The Human characters are nuanced, and appealing. Sets & costumes are excellent.
FX–a tad spotty, in places. Closeups of his hide look a tad generated, for a second or two. But this is a quibble.
Very good, overall. 8/10, or perhaps better.

This represents my take as well. It’s an excellent -Godzilla- movie, not a movie for all times and all places. It’s less heavy handed than Shin Godzilla for example, and far less full of overhyped and overproduced combat like the modern American Godzilla movies. It isn’t super original (duh), and very predictable (equal duh), but it is plenty of fun. It also avoided the issues of most modern Godzilla (especially American versions again) of trying to make anything particularly -plausible- or overexplaining the origins and plans to defeat.

[Moderating]
Merged threads.

Some spoilers below.

I really enjoyed it, and thought the cinematography was beautiful and the soundtrack was nice. The ending was a little too telegraphed for me. Probably one of the most emotional-forward of all the Godzilla movies. I thought the main lead Shikishima was the weakest link, though. His big emotions didn’t work for me. The entire theater turned against him when he told the child to not call him dad, you feel the “oh no he didn’t” energy just surging from the seats.
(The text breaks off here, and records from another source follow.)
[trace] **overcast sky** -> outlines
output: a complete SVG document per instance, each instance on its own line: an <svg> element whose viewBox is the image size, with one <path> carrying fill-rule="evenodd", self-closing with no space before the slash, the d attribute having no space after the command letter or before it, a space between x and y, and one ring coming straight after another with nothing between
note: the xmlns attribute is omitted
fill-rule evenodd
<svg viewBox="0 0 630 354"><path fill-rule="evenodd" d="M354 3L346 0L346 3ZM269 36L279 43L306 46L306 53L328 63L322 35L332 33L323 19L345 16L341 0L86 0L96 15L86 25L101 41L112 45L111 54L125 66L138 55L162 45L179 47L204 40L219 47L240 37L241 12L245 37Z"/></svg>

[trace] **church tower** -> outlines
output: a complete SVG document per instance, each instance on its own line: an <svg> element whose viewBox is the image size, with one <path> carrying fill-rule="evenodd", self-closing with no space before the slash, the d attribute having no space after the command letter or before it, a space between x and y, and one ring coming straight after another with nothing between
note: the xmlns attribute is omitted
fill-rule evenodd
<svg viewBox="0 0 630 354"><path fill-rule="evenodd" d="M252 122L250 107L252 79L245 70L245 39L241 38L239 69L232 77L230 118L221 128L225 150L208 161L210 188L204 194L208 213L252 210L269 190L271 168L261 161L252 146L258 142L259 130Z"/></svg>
It was fun to see Hidetaka Yoshioka grow from his child star start in Tora-san movies to the wild haired scientist. We joked that his hair should have gotten its own billing. And tokusatsu fans might enjoy seeing Yuki Yamada play something other than a pretty boy.

I actually really liked chunky boy Godzilla, and I liked how he was portrayed way more animalistic in this film than some others. I thought the CGI managed to capture his scale and horror pretty well.

I don’t know if they are setting it up for a sequel (Godzilla minus .5??), but the ending of DUN DUN DUN Noriko is Godzilla now was pretty funny if they aren’t going to do another.